Medline ® Abstract for Reference 69
of 'Clinical features, evaluation, and treatment of retroperitoneal soft tissue sarcoma'
Retroperitoneal soft tissue sarcoma: an analysis of radiation and surgical treatment.
Ballo MT, Zagars GK, Pollock RE, Benjamin RS, Feig BW, Cormier JN, Hunt KK, Patel SR, Trent JC, Beddar S, Pisters PW
Int J Radiat Oncol Biol Phys. 2007;67(1):158.
PURPOSE: To evaluate the clinical outcomes of patients with localized retroperitoneal soft tissue sarcoma (STS) treated with complete surgical resection and radiation.
METHODS AND MATERIALS: The medical records of 83 patients were reviewed retrospectively. Sixty patients presented with primary disease and the remaining 23 had recurrence after previous surgical resection.
RESULTS: With a median follow-up of 47 months, the actuarial overall disease-specific survival (DSS), distant metastasis-free survival, and local control (LC) rates were 44%, 67%, and 40%, respectively. Of the 38 patients dying of disease, local disease progression was the sole site of recurrence for 16 patients and was a component of progression for another 11 patients. Multivariate analysis indicated that histologic grade was associated with the 5-year rates of DSS (low-grade, 92%; intermediate-grade, 51%; and high-grade, 41%, p = 0.006). Multivariate analysis also indicated an inferior 5-year LC rate for patients presenting with recurrent disease, positive or uncertain resection margins, and age greater than 65 years.
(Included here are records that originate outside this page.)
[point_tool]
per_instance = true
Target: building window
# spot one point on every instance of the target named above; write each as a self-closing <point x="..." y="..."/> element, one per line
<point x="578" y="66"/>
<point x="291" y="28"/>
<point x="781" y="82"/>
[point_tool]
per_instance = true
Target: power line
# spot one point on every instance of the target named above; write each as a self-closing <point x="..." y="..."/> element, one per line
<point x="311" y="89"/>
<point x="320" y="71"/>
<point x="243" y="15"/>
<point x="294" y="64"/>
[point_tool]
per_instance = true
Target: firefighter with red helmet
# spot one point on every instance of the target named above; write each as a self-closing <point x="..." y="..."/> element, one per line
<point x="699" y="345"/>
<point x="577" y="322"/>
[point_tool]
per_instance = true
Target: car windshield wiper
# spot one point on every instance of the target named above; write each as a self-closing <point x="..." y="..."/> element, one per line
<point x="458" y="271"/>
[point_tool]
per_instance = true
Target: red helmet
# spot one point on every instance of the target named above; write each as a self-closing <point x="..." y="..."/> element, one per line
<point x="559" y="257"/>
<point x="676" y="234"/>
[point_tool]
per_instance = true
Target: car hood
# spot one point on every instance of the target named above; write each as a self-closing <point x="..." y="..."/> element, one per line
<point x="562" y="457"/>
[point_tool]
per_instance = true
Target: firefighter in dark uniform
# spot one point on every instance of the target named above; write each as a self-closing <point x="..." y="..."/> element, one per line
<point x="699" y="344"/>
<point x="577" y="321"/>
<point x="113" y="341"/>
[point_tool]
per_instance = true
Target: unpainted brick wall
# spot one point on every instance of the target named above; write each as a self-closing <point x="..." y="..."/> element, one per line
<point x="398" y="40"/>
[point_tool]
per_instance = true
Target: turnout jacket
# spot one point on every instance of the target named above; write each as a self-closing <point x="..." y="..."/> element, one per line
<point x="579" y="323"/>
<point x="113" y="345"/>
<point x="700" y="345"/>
The data did not suggest an improved local control with higher doses of external-beam radiation (EBRT) or with the specific use of intraoperative radiotherapy (IORT). Radiation-related complications (10% at 5 years) developed in 5 patients; all had received their EBRT postoperatively.
CONCLUSIONS: Although preoperative radiation therapy and aggressive surgical resection is well tolerated in patients, local disease progression continues to be a significant component of disease death. In this small cohort of patients, the use of higher doses of EBRT or IORT did not result in clinically apparent improvements in outcomes.